Jeden Dienstag lässt Claudine ihren eintönigen Alltag für einige Stunden zurück und schlüpft in ein verführerisches Alter Ego. In einem Berghotel trifft sie Männer auf der Durchreise für schnellen unverbindlichen Sex. Die Befriedigung, die Claudine aus ihren erotischen Abenteuern zieht, ist die einzige Ausflucht aus ihrem Leben als alleinerziehende Mutter.

von Franziska Keil


© Neue Pierrot Le Fo

Claudine (Jeanne Balibar) lebt allein mit ihrem erwachsenen, an einen Rollstuhl gefesselten und geistig behinderten Sohn Baptiste (Pierre-Antoine Dubey) in einem abgelegenen Haus am Fuße der französischen Alpen.
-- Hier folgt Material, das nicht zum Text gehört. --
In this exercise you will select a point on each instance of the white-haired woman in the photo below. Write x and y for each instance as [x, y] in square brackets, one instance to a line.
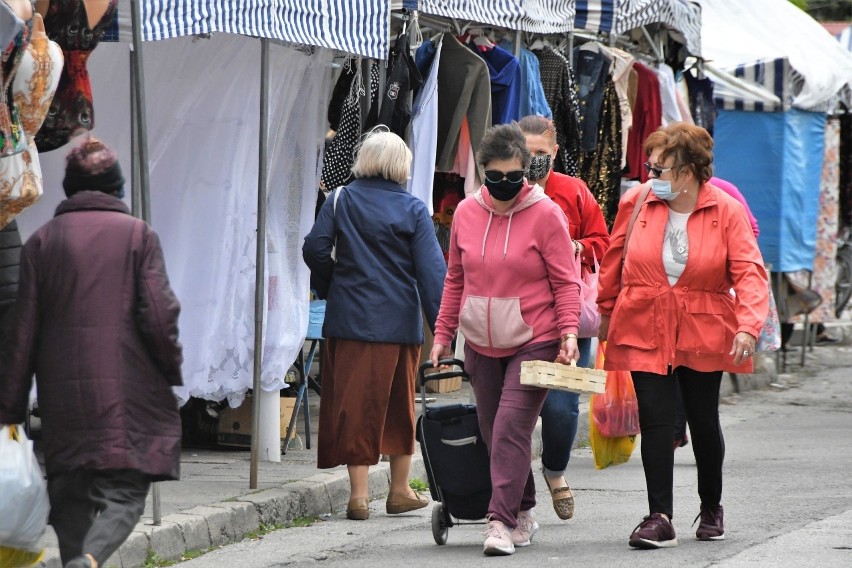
[388, 270]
Jeden Dienstag fährt sie mit der Bahn zu einem Hotel, oben in den Bergen, wo sie sich mit immer anderen auf der Durchreise befindlichen Herren trifft. So kann sie ihre sexuellen Bedürfnisse befriedigen, ohne sich binden zu müssen. Bei diesen Begegnungen befragt sie ihre Dates regelmäßig über deren Leben und Erfahrungen. Wieder daheim formuliert sie die Berichte der Männer dann in Briefe um und sendet sie an Baptiste. Unterschreiben tut sie diese jeweils mit dem Namen des schon lange aus ihrer beider Leben verschwundenen Vaters des jungen Mannes. So hofft Claudine ihm ein wenig Trost spenden zu können. Dann lernt sie allerdings den charmanten Michael (Thomas Sarbacher) kennen und verliebt sich in ihn. Aber darf sie überhaupt von einem anderen Leben träumen? Und falls ja, wie soll sie dieses dann dem noch immer auf seinen angeblich nur verreisten Vater wartenden Baptiste erklären?
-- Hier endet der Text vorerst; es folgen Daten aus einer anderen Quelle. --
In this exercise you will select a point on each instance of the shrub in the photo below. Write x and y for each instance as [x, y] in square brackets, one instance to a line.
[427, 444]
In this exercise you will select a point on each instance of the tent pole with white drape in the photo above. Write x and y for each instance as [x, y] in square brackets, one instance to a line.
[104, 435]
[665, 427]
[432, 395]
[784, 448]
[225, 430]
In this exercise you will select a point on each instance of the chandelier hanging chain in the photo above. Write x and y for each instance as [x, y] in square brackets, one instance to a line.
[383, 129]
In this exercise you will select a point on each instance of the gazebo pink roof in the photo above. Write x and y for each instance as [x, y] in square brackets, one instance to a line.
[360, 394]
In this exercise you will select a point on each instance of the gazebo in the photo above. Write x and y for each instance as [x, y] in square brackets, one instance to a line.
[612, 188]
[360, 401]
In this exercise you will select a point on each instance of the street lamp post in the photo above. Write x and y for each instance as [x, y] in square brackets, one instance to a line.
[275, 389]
FASS MICH AN von Regisseur Maxime Rappaz ist ein bemerkenswertes Frauenporträt aus der Schweiz, dass seine Stärke in der Ruhe der Bilder findet. Im Zentrum dieses Filmes stehen nicht so sehr die agierenden Personen, sondern das Berghotel am Fuß eines riesigen Staudamms in 2500 Meter Höhe. Der Regisseur suchte zunächst genau diesen Ort und erzählt rund um diesen Ort seine Geschichte dieser interessanten Frau mit ihrem Doppelleben. Es ist der Gegensatz zwischen Flachland und den Bergen. Zwischen einem routinierten Leben in der Stadt und dem Abenteuer in rauer Umgebung. Der Staudamm fungiert dabei sowohl als Grenze, als auch ein stiller Akteur des Geschehens.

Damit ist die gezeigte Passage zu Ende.